Bétons Autoplaçants : Formulation & Caractérisation

De nos jours, le béton est le « produit » de centrales et le « matériau de construction» utilisé par excellence par la majorité des entreprises de réalisation. Sa composition devient spécifiquement adaptée à la problématique de chaque ouvrage, que ce soit en terme de fluidité pour la mise en place, ou en terme de comportement mécanique pour supporter diverses sollicitations ou encore en terme de durabilité pour résister aux environnements agressifs. Ajoutées à ces performances, d’autres exigences afférentes à la construction moderne comme l’esthétique, la réduction des nuisances sur les chantiers, la remise en service rapide et aussi le développement durable.
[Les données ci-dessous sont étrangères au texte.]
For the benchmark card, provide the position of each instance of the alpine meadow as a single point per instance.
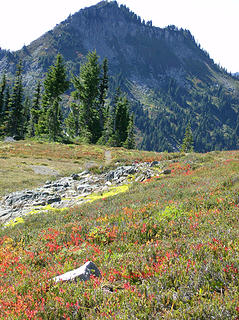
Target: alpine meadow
(119, 174)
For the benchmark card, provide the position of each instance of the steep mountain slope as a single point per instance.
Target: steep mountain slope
(170, 80)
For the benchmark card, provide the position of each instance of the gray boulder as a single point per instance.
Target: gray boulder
(83, 273)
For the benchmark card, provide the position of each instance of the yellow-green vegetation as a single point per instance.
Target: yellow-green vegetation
(49, 209)
(167, 249)
(18, 158)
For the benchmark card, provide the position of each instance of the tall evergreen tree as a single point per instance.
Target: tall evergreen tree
(55, 84)
(87, 93)
(187, 145)
(103, 88)
(15, 118)
(72, 121)
(121, 120)
(130, 141)
(2, 93)
(35, 111)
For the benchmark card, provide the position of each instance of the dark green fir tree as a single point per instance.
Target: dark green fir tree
(86, 95)
(187, 145)
(55, 84)
(15, 120)
(35, 111)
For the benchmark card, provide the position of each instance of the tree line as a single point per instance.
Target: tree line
(93, 116)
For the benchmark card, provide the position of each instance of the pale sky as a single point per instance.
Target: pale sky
(213, 23)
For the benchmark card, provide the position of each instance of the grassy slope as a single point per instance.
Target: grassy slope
(167, 250)
(16, 159)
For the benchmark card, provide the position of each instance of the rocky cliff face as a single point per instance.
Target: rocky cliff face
(137, 50)
(169, 79)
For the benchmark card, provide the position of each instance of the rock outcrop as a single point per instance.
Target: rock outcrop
(74, 190)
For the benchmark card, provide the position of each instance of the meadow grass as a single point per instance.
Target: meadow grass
(167, 249)
(17, 159)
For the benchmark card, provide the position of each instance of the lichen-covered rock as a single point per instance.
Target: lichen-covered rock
(83, 273)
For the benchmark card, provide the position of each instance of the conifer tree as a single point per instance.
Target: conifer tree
(15, 117)
(121, 120)
(187, 145)
(87, 93)
(2, 93)
(72, 121)
(130, 141)
(103, 88)
(35, 111)
(55, 84)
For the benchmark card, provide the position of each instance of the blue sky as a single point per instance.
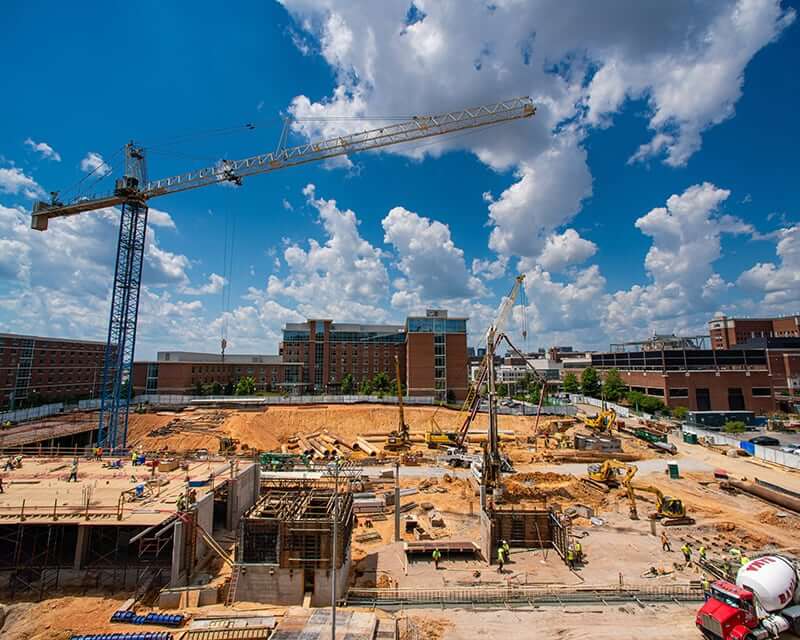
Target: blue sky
(656, 185)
L’arrivée du béton autoplaçant a marqué une nouvelle étape dans l’histoire du matériau béton. Ce béton innovant dans le domaine de la construction civile, bâtiment et travaux publics, apporte de « nouvelles » réponses et présente plusieurs intérêts d’ordre techniques (pompabilité, mise en œuvre gravitaire) et socio-économiques (réduction de la pénibilité au travail, gain des ressources). La réflexion sur la nécessité de fabriquer des bétons autoplaçants (BAP) est attribuée aux japonais, pour améliorer la pérennité des structures en béton qui était souvent remise en question, en raison d’un serrage non conforme aux règles de l’art à cause de l’absence de main d’œuvre qualifiée dans les techniques de vibration de béton, pour des éléments à haute densité de ferraillage (Okamura, 1997). La norme NF EN 206-9 définit le béton autoplaçant comme un « béton qui s’écoule et se compacte par seul effet gravitaire, capable de remplir le coffrage avec son ferraillage, ses gaines, réservations, etc., tout en conservant son homogénéité ». Ces bétons dits « spéciaux», sont donc très fluides, et se mettent en place sans apport de moyen de serrage interne ou externe, même dans des coffrages à densité d’armatures élevée. En plus, les BAP ont ouvert la voie par leur fluidité, à un autre registre relatif à la qualité ornementale des parements.

Des avantages environnementaux peuvent aussi être associés comme la substitution du ciment par des additions minérales, à l’exemple des fillers calcaires ou encore par les déchets industriels récupérés comme les cendres volantes, ayant pour intérêt de réduire l’utilisation du ciment, dont la production est énergivore et dégage de grandes quantités de CO2.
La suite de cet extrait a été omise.